On Sunday, US Ambassador to the UN Nikki Haley told CNN the United States believes regime change in Syria is going to happen. Last week, the United States launched cruise missiles at a Syrian airfield in response to an alleged chemical attack.
“Mostly likely, the Trump administration will try to dictate to Moscow [to] partition [Syria],” Jatras said.
Jatras suggested that Washington would attempt to create a splintered former Syria in which elements of Daesh would be preserved to maintain their rule of terror in key enclaves.
The proposed US solution could include “’ISIS [Daesh] lite’ Sunnistan in eastern Syria to block the mythical ‘Shi’ite Crescent’ to please the Saudis, Gulf States, Turks, and Israelis,” Jatras explained.
However, Moscow was unlikely to permit such a solution, Jatras pointed out.
Jatras expected that US policymakers would support revived extreme Islamist groups, even including al-Qaeda offshoots to maintain control of different regions of Syria.
“But the jihadist threat was never just IS [Daesh]. If I am correct regarding partition aims, the IS scarecrow will be destroyed and replaced by various ‘moderate’ head-chopper Salafist groups, including al-Qaeda, controlling various parts of Syria with US blessing,” Jatras stated.
Trump had bowed on Syria policy to pressure from “Deep State” hardliners determined to continue US policies of expansion in the Middle East, Jatras argued.
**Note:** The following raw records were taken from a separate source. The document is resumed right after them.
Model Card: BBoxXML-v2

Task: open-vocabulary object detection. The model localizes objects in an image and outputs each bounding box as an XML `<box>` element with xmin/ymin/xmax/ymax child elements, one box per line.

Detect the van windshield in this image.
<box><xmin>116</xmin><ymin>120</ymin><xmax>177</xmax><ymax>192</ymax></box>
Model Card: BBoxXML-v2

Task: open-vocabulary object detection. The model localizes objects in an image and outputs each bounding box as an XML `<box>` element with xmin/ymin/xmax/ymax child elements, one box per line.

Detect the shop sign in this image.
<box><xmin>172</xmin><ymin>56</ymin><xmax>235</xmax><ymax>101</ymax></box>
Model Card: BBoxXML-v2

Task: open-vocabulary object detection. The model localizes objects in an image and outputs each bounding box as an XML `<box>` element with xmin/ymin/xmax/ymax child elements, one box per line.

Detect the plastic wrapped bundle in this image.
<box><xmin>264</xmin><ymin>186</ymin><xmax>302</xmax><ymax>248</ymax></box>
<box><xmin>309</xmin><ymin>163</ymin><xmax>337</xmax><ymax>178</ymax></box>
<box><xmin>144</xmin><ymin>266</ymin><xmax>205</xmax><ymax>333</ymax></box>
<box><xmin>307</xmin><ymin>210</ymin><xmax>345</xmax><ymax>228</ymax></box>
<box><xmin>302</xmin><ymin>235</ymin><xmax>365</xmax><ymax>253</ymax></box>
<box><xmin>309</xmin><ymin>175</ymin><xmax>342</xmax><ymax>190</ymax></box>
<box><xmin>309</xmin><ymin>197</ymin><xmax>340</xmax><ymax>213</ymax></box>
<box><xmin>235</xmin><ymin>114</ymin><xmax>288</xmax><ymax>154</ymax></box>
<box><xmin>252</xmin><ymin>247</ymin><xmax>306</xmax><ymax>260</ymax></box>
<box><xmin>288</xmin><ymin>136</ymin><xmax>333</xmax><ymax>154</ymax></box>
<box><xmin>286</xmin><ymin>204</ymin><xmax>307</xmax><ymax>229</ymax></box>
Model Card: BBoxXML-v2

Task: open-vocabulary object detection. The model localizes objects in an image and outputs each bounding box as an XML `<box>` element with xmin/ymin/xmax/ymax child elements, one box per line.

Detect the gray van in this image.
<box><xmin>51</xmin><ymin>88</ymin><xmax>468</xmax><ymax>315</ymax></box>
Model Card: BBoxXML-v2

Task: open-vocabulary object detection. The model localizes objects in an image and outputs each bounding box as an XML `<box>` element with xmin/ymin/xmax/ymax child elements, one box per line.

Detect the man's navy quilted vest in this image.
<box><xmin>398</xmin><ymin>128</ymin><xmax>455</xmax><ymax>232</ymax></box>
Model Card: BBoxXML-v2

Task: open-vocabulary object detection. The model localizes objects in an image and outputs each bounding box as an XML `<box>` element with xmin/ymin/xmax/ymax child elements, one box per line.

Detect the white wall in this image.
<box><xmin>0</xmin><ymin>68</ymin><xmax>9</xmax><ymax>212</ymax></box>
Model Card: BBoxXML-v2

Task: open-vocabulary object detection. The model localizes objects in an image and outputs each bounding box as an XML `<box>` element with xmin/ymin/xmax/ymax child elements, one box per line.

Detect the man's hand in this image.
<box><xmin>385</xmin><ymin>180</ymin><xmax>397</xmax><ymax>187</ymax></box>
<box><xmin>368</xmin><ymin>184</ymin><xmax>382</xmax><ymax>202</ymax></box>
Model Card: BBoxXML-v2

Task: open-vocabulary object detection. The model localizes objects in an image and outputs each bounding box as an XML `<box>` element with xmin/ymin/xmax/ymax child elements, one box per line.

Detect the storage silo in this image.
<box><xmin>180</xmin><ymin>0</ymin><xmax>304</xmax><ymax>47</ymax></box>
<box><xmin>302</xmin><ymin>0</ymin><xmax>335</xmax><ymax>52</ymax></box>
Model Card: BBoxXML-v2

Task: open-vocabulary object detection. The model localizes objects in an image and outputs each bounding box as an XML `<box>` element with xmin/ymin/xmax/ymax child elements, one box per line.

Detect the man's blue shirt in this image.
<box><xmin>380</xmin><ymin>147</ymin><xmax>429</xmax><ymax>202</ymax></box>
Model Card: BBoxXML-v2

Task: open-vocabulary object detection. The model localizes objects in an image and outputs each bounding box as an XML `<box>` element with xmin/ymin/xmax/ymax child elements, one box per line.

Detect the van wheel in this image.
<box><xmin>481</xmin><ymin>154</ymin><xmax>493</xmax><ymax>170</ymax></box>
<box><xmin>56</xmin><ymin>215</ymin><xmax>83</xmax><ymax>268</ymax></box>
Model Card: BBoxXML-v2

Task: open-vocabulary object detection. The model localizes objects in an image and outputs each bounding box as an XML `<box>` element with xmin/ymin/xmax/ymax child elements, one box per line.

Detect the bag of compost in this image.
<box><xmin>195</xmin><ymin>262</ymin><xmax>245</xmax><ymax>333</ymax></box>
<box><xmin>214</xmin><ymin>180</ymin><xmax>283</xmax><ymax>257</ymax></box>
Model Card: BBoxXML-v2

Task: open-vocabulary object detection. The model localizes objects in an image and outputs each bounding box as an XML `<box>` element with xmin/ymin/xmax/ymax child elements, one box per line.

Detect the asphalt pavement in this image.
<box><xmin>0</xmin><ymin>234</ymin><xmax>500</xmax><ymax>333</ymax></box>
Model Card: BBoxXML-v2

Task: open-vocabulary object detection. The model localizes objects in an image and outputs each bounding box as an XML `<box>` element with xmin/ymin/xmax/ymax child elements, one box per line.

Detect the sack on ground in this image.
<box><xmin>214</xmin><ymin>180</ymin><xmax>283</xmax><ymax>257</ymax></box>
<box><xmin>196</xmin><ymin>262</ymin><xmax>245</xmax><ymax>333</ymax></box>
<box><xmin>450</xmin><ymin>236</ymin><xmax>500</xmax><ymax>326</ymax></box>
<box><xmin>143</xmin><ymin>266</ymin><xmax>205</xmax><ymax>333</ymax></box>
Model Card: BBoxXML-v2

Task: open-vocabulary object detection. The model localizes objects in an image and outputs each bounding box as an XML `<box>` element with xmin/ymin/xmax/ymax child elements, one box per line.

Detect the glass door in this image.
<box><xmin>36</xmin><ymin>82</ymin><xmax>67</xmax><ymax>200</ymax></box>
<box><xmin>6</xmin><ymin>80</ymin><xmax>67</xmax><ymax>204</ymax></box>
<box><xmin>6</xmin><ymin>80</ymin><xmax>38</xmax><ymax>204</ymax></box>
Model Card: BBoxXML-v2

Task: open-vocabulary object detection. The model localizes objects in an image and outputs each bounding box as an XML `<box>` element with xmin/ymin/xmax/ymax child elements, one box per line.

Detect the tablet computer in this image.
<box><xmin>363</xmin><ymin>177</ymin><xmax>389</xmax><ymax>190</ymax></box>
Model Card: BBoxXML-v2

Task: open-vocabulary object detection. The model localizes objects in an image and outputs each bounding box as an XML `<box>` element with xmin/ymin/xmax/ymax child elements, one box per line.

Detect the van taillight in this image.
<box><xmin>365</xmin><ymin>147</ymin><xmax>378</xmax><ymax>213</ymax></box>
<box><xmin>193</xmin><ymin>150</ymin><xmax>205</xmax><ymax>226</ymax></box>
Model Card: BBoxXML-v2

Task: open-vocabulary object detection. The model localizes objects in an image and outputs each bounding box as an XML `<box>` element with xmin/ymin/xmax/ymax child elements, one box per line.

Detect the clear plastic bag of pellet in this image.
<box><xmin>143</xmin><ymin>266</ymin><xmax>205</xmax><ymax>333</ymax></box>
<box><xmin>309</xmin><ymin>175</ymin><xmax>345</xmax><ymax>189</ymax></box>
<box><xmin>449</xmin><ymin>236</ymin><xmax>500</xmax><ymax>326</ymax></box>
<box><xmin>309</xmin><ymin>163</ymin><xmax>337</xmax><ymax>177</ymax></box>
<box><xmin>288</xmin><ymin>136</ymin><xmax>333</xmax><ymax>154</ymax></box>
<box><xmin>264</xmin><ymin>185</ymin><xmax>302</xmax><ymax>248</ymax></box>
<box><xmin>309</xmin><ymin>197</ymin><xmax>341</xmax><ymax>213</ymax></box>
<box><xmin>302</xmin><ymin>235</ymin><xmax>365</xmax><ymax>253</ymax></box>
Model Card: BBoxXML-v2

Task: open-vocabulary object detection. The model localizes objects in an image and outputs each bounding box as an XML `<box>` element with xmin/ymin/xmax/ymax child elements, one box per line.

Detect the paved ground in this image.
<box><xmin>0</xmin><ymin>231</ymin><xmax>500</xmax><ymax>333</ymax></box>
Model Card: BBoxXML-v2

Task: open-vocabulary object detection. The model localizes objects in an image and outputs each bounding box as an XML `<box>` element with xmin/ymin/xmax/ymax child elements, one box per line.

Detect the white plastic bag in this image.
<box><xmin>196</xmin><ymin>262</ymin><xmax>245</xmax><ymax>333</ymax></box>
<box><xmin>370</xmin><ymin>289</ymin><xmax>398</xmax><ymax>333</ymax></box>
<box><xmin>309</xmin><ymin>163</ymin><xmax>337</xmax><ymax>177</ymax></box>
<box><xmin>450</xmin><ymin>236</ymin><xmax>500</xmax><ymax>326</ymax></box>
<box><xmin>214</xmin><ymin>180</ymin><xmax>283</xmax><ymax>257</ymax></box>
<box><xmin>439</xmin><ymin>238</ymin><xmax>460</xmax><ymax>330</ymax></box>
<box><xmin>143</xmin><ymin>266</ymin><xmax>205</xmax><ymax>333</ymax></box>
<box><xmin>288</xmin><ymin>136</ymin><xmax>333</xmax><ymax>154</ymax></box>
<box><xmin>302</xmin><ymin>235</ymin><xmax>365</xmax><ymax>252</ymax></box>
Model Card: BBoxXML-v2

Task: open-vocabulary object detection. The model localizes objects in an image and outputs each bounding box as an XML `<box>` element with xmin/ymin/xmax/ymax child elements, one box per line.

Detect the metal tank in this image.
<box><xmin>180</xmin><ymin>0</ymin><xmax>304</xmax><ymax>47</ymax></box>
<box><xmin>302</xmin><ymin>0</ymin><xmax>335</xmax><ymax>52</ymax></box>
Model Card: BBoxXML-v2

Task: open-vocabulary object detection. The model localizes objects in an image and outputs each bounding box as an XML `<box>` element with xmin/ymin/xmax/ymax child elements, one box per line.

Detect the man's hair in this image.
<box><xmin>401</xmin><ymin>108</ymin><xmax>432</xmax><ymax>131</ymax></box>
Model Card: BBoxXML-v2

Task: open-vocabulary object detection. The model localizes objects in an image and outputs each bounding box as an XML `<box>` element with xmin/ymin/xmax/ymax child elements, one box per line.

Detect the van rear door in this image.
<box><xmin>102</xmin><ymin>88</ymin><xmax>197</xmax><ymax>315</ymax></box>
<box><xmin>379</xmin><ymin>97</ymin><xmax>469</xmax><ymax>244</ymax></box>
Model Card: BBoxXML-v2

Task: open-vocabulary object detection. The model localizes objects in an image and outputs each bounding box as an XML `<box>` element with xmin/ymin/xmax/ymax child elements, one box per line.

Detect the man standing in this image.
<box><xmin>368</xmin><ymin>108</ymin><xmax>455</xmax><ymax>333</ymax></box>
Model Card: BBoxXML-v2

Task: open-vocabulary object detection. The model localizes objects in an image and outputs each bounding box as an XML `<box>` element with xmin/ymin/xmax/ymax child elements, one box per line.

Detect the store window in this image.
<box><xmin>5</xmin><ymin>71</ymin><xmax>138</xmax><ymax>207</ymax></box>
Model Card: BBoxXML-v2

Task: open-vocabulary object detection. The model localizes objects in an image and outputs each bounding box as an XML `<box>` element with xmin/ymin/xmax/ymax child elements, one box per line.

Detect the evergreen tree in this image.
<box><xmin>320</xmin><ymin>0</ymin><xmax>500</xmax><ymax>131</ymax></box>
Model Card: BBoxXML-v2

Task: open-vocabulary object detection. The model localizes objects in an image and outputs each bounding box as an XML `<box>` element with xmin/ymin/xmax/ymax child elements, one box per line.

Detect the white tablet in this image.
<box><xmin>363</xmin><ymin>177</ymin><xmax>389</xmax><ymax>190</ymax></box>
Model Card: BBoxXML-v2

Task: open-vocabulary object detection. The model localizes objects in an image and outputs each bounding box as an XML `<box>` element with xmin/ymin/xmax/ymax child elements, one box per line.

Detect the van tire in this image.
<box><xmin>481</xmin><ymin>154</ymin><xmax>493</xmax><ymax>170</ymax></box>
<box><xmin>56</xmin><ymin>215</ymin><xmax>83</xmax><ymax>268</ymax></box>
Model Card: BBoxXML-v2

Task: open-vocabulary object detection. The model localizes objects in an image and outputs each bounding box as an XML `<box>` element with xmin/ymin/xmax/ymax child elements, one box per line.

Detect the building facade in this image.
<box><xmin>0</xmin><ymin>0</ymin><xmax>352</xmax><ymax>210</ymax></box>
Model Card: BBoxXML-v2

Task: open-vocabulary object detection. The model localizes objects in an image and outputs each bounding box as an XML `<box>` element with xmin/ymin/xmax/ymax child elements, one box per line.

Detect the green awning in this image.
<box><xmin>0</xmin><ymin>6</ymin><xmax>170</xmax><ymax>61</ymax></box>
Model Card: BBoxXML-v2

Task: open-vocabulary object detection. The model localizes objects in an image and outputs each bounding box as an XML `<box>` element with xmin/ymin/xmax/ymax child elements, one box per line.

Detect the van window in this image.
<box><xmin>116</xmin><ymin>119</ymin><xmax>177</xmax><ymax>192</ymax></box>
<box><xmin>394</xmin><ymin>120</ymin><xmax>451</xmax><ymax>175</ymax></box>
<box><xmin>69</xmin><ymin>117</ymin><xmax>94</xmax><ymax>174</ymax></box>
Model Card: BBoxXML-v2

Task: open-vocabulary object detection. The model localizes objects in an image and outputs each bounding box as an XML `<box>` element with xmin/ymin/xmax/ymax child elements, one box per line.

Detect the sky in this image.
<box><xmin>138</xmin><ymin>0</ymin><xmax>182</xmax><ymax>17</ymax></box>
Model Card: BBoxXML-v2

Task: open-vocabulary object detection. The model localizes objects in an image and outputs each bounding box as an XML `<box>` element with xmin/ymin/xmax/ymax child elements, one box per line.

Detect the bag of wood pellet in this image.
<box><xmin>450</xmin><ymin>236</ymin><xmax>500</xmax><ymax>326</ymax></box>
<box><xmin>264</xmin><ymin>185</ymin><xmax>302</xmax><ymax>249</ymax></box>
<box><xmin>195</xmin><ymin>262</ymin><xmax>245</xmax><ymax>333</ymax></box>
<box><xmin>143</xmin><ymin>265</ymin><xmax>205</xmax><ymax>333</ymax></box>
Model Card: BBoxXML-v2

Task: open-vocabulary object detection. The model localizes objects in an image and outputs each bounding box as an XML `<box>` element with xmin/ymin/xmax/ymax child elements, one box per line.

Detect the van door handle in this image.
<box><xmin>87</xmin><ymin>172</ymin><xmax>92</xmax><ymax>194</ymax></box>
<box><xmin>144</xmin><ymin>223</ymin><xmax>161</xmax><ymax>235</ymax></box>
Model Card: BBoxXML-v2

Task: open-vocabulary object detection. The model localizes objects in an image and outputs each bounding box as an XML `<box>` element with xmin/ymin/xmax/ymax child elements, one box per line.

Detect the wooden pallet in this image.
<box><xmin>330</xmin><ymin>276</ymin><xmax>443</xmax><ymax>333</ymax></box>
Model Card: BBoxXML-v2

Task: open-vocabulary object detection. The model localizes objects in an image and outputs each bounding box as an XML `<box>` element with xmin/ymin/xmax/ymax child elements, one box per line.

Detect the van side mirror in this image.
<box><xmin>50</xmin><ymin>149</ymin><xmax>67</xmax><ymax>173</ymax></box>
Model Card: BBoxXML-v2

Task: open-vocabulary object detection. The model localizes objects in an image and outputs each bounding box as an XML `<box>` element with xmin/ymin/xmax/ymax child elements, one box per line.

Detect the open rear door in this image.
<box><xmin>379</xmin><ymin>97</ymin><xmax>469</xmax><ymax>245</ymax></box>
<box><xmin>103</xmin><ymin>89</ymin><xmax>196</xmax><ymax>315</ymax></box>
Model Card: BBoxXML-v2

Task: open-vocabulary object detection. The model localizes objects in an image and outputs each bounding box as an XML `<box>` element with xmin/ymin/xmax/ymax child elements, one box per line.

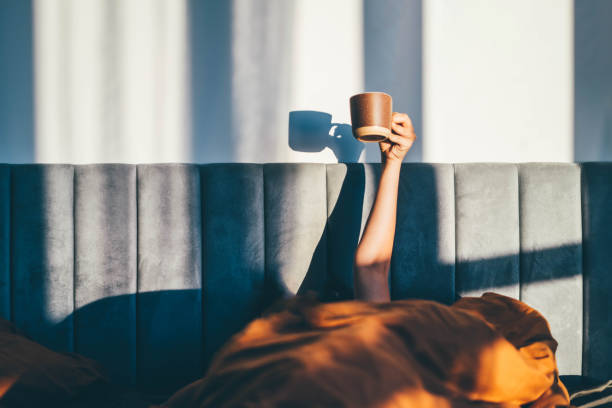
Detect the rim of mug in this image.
<box><xmin>349</xmin><ymin>91</ymin><xmax>391</xmax><ymax>100</ymax></box>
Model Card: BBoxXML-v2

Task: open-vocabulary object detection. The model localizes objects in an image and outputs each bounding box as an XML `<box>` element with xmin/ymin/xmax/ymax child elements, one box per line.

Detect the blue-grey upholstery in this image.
<box><xmin>0</xmin><ymin>163</ymin><xmax>612</xmax><ymax>392</ymax></box>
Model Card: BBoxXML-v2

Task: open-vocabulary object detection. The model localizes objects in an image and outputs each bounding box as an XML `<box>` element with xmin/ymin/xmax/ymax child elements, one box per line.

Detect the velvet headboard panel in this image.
<box><xmin>0</xmin><ymin>163</ymin><xmax>612</xmax><ymax>391</ymax></box>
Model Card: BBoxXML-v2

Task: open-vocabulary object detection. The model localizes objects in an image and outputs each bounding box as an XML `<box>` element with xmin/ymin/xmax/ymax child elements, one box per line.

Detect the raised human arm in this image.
<box><xmin>353</xmin><ymin>113</ymin><xmax>416</xmax><ymax>302</ymax></box>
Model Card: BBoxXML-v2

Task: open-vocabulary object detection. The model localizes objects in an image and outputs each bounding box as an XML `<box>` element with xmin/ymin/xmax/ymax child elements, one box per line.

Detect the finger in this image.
<box><xmin>389</xmin><ymin>133</ymin><xmax>412</xmax><ymax>149</ymax></box>
<box><xmin>391</xmin><ymin>123</ymin><xmax>416</xmax><ymax>139</ymax></box>
<box><xmin>391</xmin><ymin>112</ymin><xmax>412</xmax><ymax>126</ymax></box>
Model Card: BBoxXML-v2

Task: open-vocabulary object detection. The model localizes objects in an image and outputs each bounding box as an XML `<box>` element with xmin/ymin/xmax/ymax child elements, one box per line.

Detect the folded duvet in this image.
<box><xmin>165</xmin><ymin>293</ymin><xmax>569</xmax><ymax>408</ymax></box>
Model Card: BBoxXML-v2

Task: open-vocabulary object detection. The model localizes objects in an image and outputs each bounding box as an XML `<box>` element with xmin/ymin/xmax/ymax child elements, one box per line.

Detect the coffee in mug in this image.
<box><xmin>350</xmin><ymin>92</ymin><xmax>393</xmax><ymax>142</ymax></box>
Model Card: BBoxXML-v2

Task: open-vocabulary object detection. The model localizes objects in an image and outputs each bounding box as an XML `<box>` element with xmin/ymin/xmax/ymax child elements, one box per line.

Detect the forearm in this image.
<box><xmin>354</xmin><ymin>161</ymin><xmax>401</xmax><ymax>301</ymax></box>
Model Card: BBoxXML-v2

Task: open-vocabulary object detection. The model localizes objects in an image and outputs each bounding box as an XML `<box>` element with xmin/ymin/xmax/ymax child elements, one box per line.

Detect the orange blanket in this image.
<box><xmin>166</xmin><ymin>293</ymin><xmax>569</xmax><ymax>407</ymax></box>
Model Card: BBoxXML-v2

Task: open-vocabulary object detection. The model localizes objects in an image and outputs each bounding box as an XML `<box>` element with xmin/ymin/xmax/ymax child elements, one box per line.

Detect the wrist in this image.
<box><xmin>382</xmin><ymin>158</ymin><xmax>402</xmax><ymax>170</ymax></box>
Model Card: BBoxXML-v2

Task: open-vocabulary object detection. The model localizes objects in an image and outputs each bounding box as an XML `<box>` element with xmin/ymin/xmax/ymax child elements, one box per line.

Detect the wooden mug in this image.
<box><xmin>350</xmin><ymin>92</ymin><xmax>393</xmax><ymax>142</ymax></box>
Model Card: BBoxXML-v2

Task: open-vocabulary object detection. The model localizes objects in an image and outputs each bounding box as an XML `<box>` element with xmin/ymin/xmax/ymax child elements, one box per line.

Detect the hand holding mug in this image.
<box><xmin>378</xmin><ymin>112</ymin><xmax>416</xmax><ymax>163</ymax></box>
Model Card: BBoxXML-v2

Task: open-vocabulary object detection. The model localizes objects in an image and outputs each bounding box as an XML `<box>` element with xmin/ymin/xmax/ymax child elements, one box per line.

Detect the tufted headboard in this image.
<box><xmin>0</xmin><ymin>163</ymin><xmax>612</xmax><ymax>391</ymax></box>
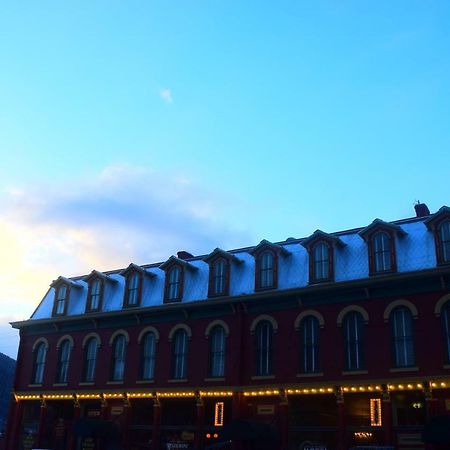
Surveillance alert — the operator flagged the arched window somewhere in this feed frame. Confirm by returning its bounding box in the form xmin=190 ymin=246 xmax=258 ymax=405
xmin=299 ymin=316 xmax=319 ymax=373
xmin=441 ymin=302 xmax=450 ymax=364
xmin=313 ymin=242 xmax=330 ymax=281
xmin=125 ymin=272 xmax=142 ymax=306
xmin=172 ymin=329 xmax=188 ymax=380
xmin=342 ymin=311 xmax=365 ymax=371
xmin=210 ymin=258 xmax=228 ymax=296
xmin=255 ymin=320 xmax=273 ymax=376
xmin=53 ymin=284 xmax=69 ymax=316
xmin=167 ymin=266 xmax=181 ymax=301
xmin=32 ymin=342 xmax=47 ymax=384
xmin=111 ymin=334 xmax=126 ymax=381
xmin=259 ymin=250 xmax=275 ymax=289
xmin=83 ymin=337 xmax=98 ymax=383
xmin=88 ymin=278 xmax=102 ymax=311
xmin=56 ymin=339 xmax=72 ymax=383
xmin=141 ymin=331 xmax=156 ymax=380
xmin=209 ymin=325 xmax=225 ymax=377
xmin=371 ymin=231 xmax=393 ymax=272
xmin=390 ymin=306 xmax=414 ymax=367
xmin=439 ymin=220 xmax=450 ymax=263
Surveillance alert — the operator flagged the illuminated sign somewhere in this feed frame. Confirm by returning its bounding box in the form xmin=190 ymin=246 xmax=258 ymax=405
xmin=214 ymin=402 xmax=224 ymax=427
xmin=370 ymin=398 xmax=383 ymax=427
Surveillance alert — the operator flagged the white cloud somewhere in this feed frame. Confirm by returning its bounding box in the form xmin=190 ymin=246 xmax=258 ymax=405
xmin=0 ymin=165 xmax=250 ymax=351
xmin=159 ymin=88 xmax=173 ymax=103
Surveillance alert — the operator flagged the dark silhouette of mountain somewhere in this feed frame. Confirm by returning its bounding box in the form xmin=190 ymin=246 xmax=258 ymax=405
xmin=0 ymin=353 xmax=16 ymax=432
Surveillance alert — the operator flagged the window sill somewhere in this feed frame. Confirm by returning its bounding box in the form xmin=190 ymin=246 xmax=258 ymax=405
xmin=389 ymin=366 xmax=419 ymax=373
xmin=251 ymin=375 xmax=275 ymax=380
xmin=342 ymin=370 xmax=369 ymax=375
xmin=296 ymin=372 xmax=323 ymax=378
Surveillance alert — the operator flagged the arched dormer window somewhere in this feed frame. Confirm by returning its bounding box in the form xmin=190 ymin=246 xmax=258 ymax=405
xmin=50 ymin=276 xmax=83 ymax=317
xmin=83 ymin=270 xmax=117 ymax=313
xmin=424 ymin=206 xmax=450 ymax=265
xmin=159 ymin=252 xmax=197 ymax=303
xmin=250 ymin=240 xmax=291 ymax=291
xmin=120 ymin=263 xmax=155 ymax=308
xmin=203 ymin=248 xmax=242 ymax=297
xmin=359 ymin=219 xmax=406 ymax=275
xmin=301 ymin=230 xmax=345 ymax=283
“I think it is all driven by domestic issues. Trump is under fire from the Deep State, MSM [the US mainstream media], [and has] surrounded himself with national security apparatchiki who oppose everything he said during the campaign. It appears he couldn’t beat them, so he joined them,” Jatras explained.
The “chances that Syrian forces did this are extremely small, in my opinion: The odds that terrorists did this as a false flag [operation] are very high. We have seen this movie before,” he said.
The most optimistic outcome would be if the US government tried to work out a new deal with Moscow, Jatras suggested.
However, if Trump failed to repair relations with Russia, there would be no hope of a revived Syrian peace process, Jatras warned.
“In short, we would be where we would have been if Hillary [Clinton] had won [the presidential election] in November,” he said.
That scenario could lead to another Cold War and to a deepening danger of a hot war between the superpowers, Jatras warned.
On Monday, US Central Command spokesperson Col. John Thomas said in a briefing that the United States was going to "let the situation settle" before commenting on Russia’s suspension of deconfliction lines in Syria. Moscow cut off US-Russian cooperation after the United States attacked a Syrian airfield last week.